Chaos Engineering with LitmusChaos
Chaos engineering: enough to see your first experiment, not yet enough to design a program.
Step 1: Install Litmus
helm install litmus litmuschaos/litmus -n litmus --create-namespace
Wait for pods; access UI via port-forward.
Step 2: Pick experiment
- ChaosHub: pod-delete, network-loss, cpu-hog, etc.
- Pick pod-delete on a stateless deployment first.
Step 3: Run experiment
Configure the experiment, point it at a target, and let Litmus orchestrate the failure injection on schedule.
- Target. Pick a deployment or pod selector; start with a stateless workload that has multiple replicas.
- Scale. Set the percentage of pods affected; 50% is a good first run, full kill comes later.
- Duration. 30 to 60 seconds is enough to observe recovery without obscuring the signal.

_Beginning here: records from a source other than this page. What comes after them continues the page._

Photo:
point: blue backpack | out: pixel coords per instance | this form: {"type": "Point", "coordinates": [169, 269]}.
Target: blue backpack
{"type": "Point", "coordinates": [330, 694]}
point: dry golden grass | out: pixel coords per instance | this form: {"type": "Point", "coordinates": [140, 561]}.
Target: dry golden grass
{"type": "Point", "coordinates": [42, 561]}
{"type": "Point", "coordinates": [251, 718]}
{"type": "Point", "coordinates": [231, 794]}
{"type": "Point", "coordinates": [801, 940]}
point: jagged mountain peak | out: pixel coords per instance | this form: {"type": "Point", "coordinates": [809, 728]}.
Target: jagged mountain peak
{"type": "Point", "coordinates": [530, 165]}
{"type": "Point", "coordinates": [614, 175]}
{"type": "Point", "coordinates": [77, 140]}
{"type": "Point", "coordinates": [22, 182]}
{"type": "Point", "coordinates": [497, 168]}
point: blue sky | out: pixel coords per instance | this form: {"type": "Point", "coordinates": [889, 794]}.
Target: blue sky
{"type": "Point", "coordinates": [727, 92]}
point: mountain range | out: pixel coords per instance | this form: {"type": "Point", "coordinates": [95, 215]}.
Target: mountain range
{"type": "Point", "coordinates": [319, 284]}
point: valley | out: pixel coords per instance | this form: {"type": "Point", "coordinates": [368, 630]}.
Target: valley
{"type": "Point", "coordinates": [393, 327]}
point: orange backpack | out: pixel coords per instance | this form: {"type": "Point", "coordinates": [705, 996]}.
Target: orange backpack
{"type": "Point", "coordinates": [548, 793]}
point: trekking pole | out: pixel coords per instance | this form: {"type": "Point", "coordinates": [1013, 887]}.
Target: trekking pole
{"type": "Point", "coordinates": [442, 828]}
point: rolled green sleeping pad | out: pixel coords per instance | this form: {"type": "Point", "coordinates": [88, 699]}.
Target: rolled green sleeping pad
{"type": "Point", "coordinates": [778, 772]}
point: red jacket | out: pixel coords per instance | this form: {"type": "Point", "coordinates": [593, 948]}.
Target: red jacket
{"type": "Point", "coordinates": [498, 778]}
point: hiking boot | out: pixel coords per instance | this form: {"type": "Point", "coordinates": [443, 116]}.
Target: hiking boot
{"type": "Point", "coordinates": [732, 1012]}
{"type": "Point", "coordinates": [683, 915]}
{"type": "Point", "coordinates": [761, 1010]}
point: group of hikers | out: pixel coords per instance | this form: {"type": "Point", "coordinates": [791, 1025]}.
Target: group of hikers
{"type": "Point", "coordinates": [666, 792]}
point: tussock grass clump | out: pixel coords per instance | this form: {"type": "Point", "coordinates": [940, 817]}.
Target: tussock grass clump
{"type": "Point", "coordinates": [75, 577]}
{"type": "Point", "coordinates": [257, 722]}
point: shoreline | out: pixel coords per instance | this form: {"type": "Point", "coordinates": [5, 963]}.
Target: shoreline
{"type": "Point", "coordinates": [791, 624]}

- Run. Apply the ChaosEngine CR; Litmus injects failure on schedule and emits events as it runs.
Step 4: Read the result
Probes are how chaos becomes a test rather than a stunt. They assert the system kept doing its job during the failure.
- HTTP probe. Verifies the service kept serving traffic during the chaos window.
- Cmd probe. Verifies metrics, logs, or external state match expectations.
- Pass. System absorbed the chaos; record the experiment in the catalogue and schedule a re-run.
- Fail. Investigate, fix the root cause, then re-run; a one-time fix without re-run does not prove the regression is gone.
Antipatterns
- Production chaos on day one. Start in staging.
- No probes. Cannot verify outcome.
- One-off chaos. Pattern is repeated experiments.
What to do this week
Three moves. (1) Run the tutorial end-to-end on your own laptop / sandbox. (2) Apply the pattern to one production workload. (3) Document the variations you needed; share with the team.